When one imagines prayer, one has an image of kneeling in the pews at Mass, hands clasped, still and silent. It isn’t easy for everyone to be in such stillness. Although it is an excellent discipline, it also has a monopoly over our imagination of the pious life. One must remember one of the overlooked purposes of the Mass, as contained within the word “Mass” itself. The word “Mass” comes from the Latin missa, meaning ‘dismissal.’ So the deacon says at the end: ‘Ite, missa est’ or ‘Go forth! The Mass is ended :)’ In a strange way, the purpose of the Mass is to depart from the Mass, to go out into the world with the renewed love of God we have received into our hearts.
So here we are, back in the world. There are many things we could do with our freedom. Some socialize, some do charitable works, many spend time with their families. But another type of person, with a certain type of active disposition, lurks in the shadows. We call this person “artist.” This person isn’t special, although he likes to think he is. He’s more like a spaz. He has ants in his pants. He’s desparate to form a corpus outside his own God-given one in which to achieve some illusion of immortality. He will never be satisfied. Deep down, he knows he cannot rest until he rests in God. He must transmute these spastic behaviors into prayer. And sitting still, with hands clasped, isn’t going to cut it.
This artist-in-question knows there’s an order to the Scriptures and the Christian truth that goes far beyond his own chaotic life. So he turns towards them in hopes of bringing order and truth into his life. But merely reading Scripture isn’t enough. He needs to explore in order to understand. He creates some abstract paintings about the Book Of Exodus using only oval shapes in colors of olive green, maroon, and sea foam. He has a bizarre dream about Christ’s cursing of the fig tree, and upon waking immediately goes to his piano to work it out in sonatic expositions and developments. He begins a poem about Mary, but doesn’t finish it.
He’s unsure if there’s any point to this, if it’s silly or opaque or bourgeois.

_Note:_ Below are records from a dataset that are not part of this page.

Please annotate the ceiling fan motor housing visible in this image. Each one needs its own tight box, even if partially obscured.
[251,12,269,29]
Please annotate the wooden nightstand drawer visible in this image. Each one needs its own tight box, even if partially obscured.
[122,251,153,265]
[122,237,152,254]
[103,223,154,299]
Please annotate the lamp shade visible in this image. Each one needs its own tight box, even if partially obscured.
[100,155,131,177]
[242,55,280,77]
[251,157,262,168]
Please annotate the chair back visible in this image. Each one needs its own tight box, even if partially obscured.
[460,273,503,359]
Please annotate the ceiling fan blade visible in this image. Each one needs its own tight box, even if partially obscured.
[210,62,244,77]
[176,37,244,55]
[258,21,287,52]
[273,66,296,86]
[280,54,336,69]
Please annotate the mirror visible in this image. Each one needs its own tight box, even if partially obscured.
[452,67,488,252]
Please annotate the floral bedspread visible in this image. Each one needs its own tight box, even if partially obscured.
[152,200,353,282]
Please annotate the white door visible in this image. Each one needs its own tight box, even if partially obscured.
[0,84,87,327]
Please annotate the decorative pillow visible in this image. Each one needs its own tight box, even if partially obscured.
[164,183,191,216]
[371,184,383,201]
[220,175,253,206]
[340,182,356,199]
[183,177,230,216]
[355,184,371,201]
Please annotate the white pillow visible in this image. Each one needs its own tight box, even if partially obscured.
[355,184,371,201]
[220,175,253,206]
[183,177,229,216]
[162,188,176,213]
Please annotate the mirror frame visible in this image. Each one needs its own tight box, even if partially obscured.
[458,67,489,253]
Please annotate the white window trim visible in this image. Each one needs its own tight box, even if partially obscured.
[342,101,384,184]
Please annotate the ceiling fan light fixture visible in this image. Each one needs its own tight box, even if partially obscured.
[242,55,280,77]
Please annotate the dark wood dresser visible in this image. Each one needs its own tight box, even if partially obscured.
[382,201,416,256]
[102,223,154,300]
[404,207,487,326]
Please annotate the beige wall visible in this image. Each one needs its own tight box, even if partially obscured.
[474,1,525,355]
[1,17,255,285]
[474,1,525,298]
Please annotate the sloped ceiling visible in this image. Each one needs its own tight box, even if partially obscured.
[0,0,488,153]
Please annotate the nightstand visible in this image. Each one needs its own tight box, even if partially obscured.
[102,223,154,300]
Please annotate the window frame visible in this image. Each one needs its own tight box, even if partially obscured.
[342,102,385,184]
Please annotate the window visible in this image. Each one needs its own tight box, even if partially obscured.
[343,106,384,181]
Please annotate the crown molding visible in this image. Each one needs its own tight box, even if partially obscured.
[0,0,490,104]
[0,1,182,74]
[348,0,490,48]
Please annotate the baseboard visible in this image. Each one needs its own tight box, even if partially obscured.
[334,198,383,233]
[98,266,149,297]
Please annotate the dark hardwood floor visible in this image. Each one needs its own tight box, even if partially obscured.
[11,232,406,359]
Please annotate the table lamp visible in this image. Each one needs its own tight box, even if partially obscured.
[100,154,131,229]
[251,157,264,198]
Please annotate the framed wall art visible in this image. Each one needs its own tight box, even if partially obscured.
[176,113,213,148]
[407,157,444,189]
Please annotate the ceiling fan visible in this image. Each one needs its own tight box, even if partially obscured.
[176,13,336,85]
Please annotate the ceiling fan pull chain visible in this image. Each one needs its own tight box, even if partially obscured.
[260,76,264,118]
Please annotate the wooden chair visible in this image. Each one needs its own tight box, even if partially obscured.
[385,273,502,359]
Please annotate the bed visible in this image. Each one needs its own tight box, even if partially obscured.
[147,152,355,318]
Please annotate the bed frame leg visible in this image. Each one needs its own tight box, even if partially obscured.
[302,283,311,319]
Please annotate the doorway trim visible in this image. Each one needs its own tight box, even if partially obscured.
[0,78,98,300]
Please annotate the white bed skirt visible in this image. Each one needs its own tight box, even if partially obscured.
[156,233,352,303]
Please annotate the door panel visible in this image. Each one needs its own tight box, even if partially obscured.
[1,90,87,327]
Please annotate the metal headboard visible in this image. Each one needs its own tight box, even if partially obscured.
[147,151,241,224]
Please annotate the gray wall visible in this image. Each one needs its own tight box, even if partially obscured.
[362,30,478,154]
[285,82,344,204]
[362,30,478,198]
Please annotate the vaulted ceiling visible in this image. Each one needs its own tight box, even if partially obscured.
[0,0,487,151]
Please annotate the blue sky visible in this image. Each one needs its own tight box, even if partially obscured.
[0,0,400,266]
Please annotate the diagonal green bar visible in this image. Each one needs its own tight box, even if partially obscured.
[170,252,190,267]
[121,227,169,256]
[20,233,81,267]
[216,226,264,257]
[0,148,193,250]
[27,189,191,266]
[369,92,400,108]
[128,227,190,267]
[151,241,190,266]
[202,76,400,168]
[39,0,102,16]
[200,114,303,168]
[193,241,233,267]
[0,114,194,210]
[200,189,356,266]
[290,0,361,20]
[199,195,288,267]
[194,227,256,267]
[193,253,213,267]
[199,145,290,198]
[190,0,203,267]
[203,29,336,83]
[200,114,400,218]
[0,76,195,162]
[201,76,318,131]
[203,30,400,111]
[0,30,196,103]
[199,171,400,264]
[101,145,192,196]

He asks himself, am I grasping at straws? How did I end up here, like this? However, the more he creates and explores in the things of God, he notices something. All notions of a public audience, besides God and his angels, are becoming less and less relevant. He is creating less for himself and his imaginary public audience, and more for the Mystery itself as it continues to unfold. And as this occurs, his corpus of artworks become more free, more human-like than he’s ever been himself. He realizes that audience is the decay of personality. A man’s childhood is a growing of life and personality proportional to how unaware he is of what he can offer to the world. A man’s growth slows down once he’s come up with something to sell, because his attention is thenceforth focused on growing the effectiveness of the product rather than the personhood of himself. And soon, his growth ceases altogether as his reality becomes a fixed demarcation of himself, his product, and everything else.
But the Christian religion taught him that these demarcations are illusory, and that growth doesn’t cease at the end of puberty, or at 25 when scientists claim the “brain stops growing.” We are born anew and made into children daily. The things of this world may give us fuzzy feelings of childhood nostalgia, but they cannot make us like children again. It is with this revelation that, finally, God the Father came into the artist’s sight. Or shall I say, the child’s sight. It was then that he could pray, to speak to his Father in Heaven, to be with Him, whether he is painting little pictures for Him or not.
God the Father embraces his child briefly, but soon lets him go and tells him there is something greater to give, greater than his artistic sub-creations: himself. And the Father told him: there are times when you will think I am not with you, because I must let you go so you can learn to walk on your own — but I will always be with you. And so, like a parent sending their child out to their first day of kindergarten, or out to college, so God sent him into the world. Ite, missa est.
This is what the artist prayed would happen to him one day, as he finished up his poem for Mary.